Imagine you have two Gaussian probability distributions in two-dimensions The first is centered at (0,1) and the second at (0,-1). (For simplicity, assume they have the same variance.) Can one consider that the clusters of data points sampled from these two Gaussians are linearly separable?
Intuitively, it's clear that the boundary separating the two distributions is linear, namely the abscissa in our case. However, the formal requirement for linear separability is that the convex hulls of the clusters do not overlap. This cannot be the case with Gaussian-generated clusters since their underlying probability distributions pervade all of R^2 (albeit with negligible probabilities far away from the mean).

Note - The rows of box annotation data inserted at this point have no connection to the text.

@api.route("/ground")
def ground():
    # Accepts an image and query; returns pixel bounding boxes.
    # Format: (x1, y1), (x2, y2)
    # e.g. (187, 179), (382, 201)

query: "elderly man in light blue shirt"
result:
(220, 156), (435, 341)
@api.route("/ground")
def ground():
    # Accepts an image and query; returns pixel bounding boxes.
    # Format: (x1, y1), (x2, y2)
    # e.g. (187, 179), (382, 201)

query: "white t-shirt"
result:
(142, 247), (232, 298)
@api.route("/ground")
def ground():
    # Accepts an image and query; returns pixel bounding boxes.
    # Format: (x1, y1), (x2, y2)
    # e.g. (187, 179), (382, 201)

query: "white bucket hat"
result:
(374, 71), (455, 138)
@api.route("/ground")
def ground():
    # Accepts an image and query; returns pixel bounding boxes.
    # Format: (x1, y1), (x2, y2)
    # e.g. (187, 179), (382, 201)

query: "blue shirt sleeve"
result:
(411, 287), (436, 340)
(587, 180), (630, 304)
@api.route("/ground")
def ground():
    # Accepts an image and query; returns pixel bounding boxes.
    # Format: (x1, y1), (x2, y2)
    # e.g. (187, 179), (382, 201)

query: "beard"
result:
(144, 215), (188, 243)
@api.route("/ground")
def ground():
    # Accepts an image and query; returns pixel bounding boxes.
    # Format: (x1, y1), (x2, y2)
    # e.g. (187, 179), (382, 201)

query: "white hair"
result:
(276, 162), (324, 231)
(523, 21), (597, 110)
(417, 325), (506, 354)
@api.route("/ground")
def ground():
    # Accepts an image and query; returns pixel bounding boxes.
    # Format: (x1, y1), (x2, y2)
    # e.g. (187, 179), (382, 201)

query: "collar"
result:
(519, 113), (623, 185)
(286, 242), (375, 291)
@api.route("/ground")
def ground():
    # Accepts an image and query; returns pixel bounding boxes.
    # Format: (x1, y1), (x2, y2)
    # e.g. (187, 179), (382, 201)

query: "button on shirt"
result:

So, are Gaussian-generated clusters linearly separable? How can one reconcile the requirement of convex hulls with the fact that a straight line is the only conceivable "boundary"? Or, perhaps, the boundary effectively ceases to be linear once non-equal variances come in the pictures?
The Gaussian cluster instances might be separable or not. It depends on the outcome, not on the process generating it.
Linear separability can be defined a as the existence of a plane separating the two sets of points, such that one set of points is entirely on one side of the plane, and the other set of points is entirely on the other side of the plane.
Take now your specific Gaussian distributions. It is possible that they generated two linearly-seperable sets (either at the abscissa or not). However, with probability 1, if the variance is non-zero, and you let the processes generate enough points, the result will not be linearly separable.
So, again, it is a question of the outcome, not of the process.